SoftBank and Nvidia Redesign Computing Architecture for AI Workloads

The unspoken secret of artificial intelligence (AI) is its massive computing requirements.

The cost to power them is nothing to sniff at, either. As new AI applications come in, that peak demand will grow. The power requirements are going to grow. The computing requirements are also going to grow.

SoftBank recently announced that it is building data centers, in collaboration with Nvidia, that can host generative AI and wireless 5G applications alike on a multitenant common server platform designed to both reduce costs and be more energy efficient.

That’s because as 5G networks come online around the world, they will create a literal network effect powering the rapid, worldwide deployment of generative AI applications and services.

By using 5G data centers synchronously for AI applications, businesses can score a return on both investment and computing and processing power.

“As we enter an era where society coexists with AI, the demand for data processing and electricity requirements will rapidly increase,” said Junichi Miyakawa, president and CEO of SoftBank, in a release announcing the partnership

“Demand for accelerated computing and generative AI is driving a fundamental change in the architecture of data centers,” added Jensen Huang, founder and CEO of Nvidia. “Nvidia Grace Hopper is a revolutionary computing platform designed to process and scale-out generative AI services.”

The platform will first be rolled out across new, distributed AI data centers in Japan that can house both generative AI and wireless apps on a shared server platform.

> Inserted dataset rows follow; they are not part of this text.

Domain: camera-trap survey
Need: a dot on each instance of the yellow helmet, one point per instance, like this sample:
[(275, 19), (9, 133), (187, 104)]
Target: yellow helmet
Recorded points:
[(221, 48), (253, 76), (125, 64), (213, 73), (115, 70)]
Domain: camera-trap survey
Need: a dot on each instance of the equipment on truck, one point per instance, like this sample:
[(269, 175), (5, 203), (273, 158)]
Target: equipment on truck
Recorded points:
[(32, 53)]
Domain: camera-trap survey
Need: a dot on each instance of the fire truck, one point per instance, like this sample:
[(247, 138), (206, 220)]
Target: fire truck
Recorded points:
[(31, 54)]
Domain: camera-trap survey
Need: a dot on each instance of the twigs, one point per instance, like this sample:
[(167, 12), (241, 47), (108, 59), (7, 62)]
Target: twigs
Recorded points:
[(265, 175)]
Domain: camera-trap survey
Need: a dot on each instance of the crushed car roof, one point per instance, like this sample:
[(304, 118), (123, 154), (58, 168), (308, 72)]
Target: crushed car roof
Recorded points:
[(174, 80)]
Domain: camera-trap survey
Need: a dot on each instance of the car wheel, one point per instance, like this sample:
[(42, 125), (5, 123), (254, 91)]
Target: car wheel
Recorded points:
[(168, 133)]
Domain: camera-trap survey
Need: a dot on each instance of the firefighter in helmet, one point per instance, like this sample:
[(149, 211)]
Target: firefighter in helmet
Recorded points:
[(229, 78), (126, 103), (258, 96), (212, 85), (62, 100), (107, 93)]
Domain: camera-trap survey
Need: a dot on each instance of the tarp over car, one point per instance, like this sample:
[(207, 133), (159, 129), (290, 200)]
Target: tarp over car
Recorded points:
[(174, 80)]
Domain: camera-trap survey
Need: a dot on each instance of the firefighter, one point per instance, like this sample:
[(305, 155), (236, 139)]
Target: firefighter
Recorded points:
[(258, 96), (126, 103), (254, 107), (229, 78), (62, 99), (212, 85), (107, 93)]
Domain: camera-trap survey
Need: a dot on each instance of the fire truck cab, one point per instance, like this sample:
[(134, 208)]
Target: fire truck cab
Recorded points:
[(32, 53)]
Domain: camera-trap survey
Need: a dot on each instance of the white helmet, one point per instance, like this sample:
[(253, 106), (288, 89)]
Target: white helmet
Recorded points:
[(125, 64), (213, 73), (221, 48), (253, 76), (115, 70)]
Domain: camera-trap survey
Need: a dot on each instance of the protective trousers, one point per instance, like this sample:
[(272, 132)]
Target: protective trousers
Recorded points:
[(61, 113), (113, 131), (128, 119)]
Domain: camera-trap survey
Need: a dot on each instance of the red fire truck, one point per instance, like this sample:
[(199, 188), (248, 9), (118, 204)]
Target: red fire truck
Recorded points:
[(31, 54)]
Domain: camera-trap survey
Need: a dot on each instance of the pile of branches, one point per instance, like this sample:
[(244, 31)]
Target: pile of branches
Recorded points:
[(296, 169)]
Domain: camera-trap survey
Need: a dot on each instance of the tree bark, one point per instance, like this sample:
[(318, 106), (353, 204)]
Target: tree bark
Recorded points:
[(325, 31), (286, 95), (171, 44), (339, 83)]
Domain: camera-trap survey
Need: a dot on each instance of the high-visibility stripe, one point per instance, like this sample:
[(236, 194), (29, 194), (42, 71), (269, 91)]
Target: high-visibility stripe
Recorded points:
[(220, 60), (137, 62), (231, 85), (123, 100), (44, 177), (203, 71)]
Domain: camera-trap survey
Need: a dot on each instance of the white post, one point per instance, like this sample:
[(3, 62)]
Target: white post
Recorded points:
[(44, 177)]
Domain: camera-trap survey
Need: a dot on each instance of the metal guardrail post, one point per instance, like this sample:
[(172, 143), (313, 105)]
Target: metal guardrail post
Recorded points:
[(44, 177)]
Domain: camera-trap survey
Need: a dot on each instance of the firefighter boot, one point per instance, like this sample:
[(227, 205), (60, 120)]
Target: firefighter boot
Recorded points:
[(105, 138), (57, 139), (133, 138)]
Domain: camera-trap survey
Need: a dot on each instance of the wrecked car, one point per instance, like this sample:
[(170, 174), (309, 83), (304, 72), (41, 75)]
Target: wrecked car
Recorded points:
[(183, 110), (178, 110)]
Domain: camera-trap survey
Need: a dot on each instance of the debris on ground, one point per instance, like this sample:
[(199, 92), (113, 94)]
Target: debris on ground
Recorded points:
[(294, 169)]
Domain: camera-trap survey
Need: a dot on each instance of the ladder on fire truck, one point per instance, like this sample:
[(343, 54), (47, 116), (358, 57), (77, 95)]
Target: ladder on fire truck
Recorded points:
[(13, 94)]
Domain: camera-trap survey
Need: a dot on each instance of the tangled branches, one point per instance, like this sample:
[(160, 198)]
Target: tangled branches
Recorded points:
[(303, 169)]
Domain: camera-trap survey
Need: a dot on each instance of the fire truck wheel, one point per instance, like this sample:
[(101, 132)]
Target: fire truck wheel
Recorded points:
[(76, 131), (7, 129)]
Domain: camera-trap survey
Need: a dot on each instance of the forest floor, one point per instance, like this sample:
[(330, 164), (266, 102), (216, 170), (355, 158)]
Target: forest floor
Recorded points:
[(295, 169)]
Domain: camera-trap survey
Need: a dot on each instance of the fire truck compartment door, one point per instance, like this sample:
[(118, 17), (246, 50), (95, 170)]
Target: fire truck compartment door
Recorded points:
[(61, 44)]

The rising number of data centers to store and manage data securely has increased the demand for AI-powered storage.

But despite the promising potential of AI, our current computing infrastructure isn’t built to handle the workloads AI will throw at it.

That’s because while, for the last half century, most computing architectures have tended to be CPU-focused, the future of generative AI will require higher-performance, more energy-efficient computing capabilities.

The size of AI networks grew 10 times per year over the last five years, and by 2027 observers predict that 1 in 5 Ethernet switch ports in data centers will be dedicated to AI, machine learning and accelerated computing.

To escape this spiral, we need to rethink computing architecture from the ground up. One solution is to completely disaggregate compute platforms, eliminating interdependencies between CPUs, GPUs, DPUs, memory, storage, networking, and so on.

“We see a significant underutilization of the networks being built, and the return on investment (ROI) on 5G has been relatively low,” explained Ronnie Vasishta Sr., vice president of telecom at Nvidia, during a briefing with analysts.

That’s why Nvidia is making its 5G infrastructure not just virtualized, but also completely software-defined, so that it’s possible to run a high-performance, efficient 5G network alongside AI applications, all within the same data center.

This contemporary moment within the future of technical infrastructure is being marked by a convergence of two pivotal phase shift factors in the tech industry. The first is a change in computing architectures, and the second is the hyper-rapid emergence and commercialization of generative AI.

Generative AI, now a household term, requires scale-out architectures, which is driving tremendous demand for networked “AI factories” or data centers like those Nvidia and SoftBank have partnered up on creating.

The challenges of AI are daunting, but they all fall within the limits of our imagination. The return on effort will be compounded as innovations made for AI will trickle down to all other forms of computing.